The rate of co-infection in the HMPV group was much higher when compared to the RSV group (25.9% vs. 5.9%). The co-infecting viruses were the same for both groups: parainfluenza, RV and adenovirus. The overlapping seasonal distributions (26), tendency to occur in the same patient population (infants and young children), and similar degree of pathogenicity (28) of these two common viruses may help explain why co-infections have been found in several other studies; however, there were no cases of HMPV and RSV co-infection in our study. The higher rate of co-infection in the HMPV group (25.9%) may also be due to the viral detection methods used in this study: i.e., multiplex RT-PCR for HMPV, and IFA for all other viruses (with the exception of RV) from December 2003 to December 2006, and RT-PCR for all viruses, thereafter, until the study endpoint. In general, RT-PCR is a more sensitive test than IFA for detection of viruses (29), which may result in more HMPV infections detected. There are also conflicting results regarding whether disease severity is associated with co-infection (24). More studies are needed to answer this question.
A weakness of this study was the fact that only patients with infections severe enough to be hospitalized were included. Therefore, the prevalence of HMPV- and RSV-induced wheezing illness in our study population may underestimate their respective prevalence in the community. Furthermore, the location of our tertiary care facility is unique in that it is one of the most densely populated neighborhoods in Korea. The correlation between degree of crowding and incidence and severity of lower respiratory tract infection has been demonstrated (30). Thus, our results cannot be extrapolated to the entire population of Korean children. As previously mentioned, another weakness was the different viral detection methods used for HMPV versus the other viruses investigated.
The clinical relevance of this study is the etiologic determination of wheezing illness in our study population. From this point, a longitudinal study is needed to investigate patients who develop recurrent wheezing and/or asthma. In that way, association between HMPV and/or RSV infection in early childhood and later asthma development could be deduced.
To summarize, our data reveals, first, that HMPV is an important cause of wheezing illness, though the prevalence of wheezing illness in RSV-infected patients was notably higher than the corresponding prevalence in HMPV-infected patients. Second, age distribution analysis showed RSV infections occurred in significantly younger patients. Third, seasonal incidence for the two viruses were also different, though with some overlapping: RSV infections occurred predominantly in the winter, while HMPV infections in the spring. Peak incidence of RSV infection was followed by peak HMPV infection. Fourth, RSV-infected patients exhibited significantly higher eosinophil counts without significant difference in neutrophil counts.

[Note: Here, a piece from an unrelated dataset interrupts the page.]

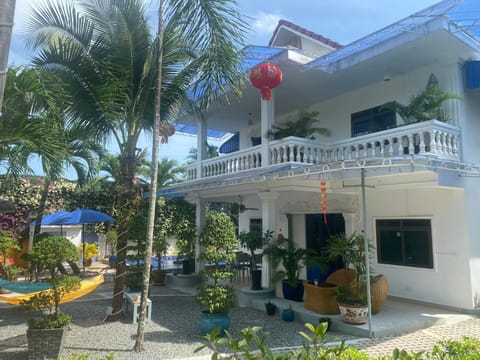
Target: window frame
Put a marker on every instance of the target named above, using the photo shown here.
(376, 118)
(405, 228)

In conclusion, HMPV is an important cause of wheezing illness in infants and young children in Korea. Comparing HMPV and RSV reveals many epidemiological and clinical differences, but many questions remain unanswered. A long-term study should be conducted to determine whether early childhood infection with this virus leads to recurrent wheezing and/or asthma. The next point of comparison should involve the study of their pathophysiology and immunologic profiles to determine how HMPV induces wheezing illness.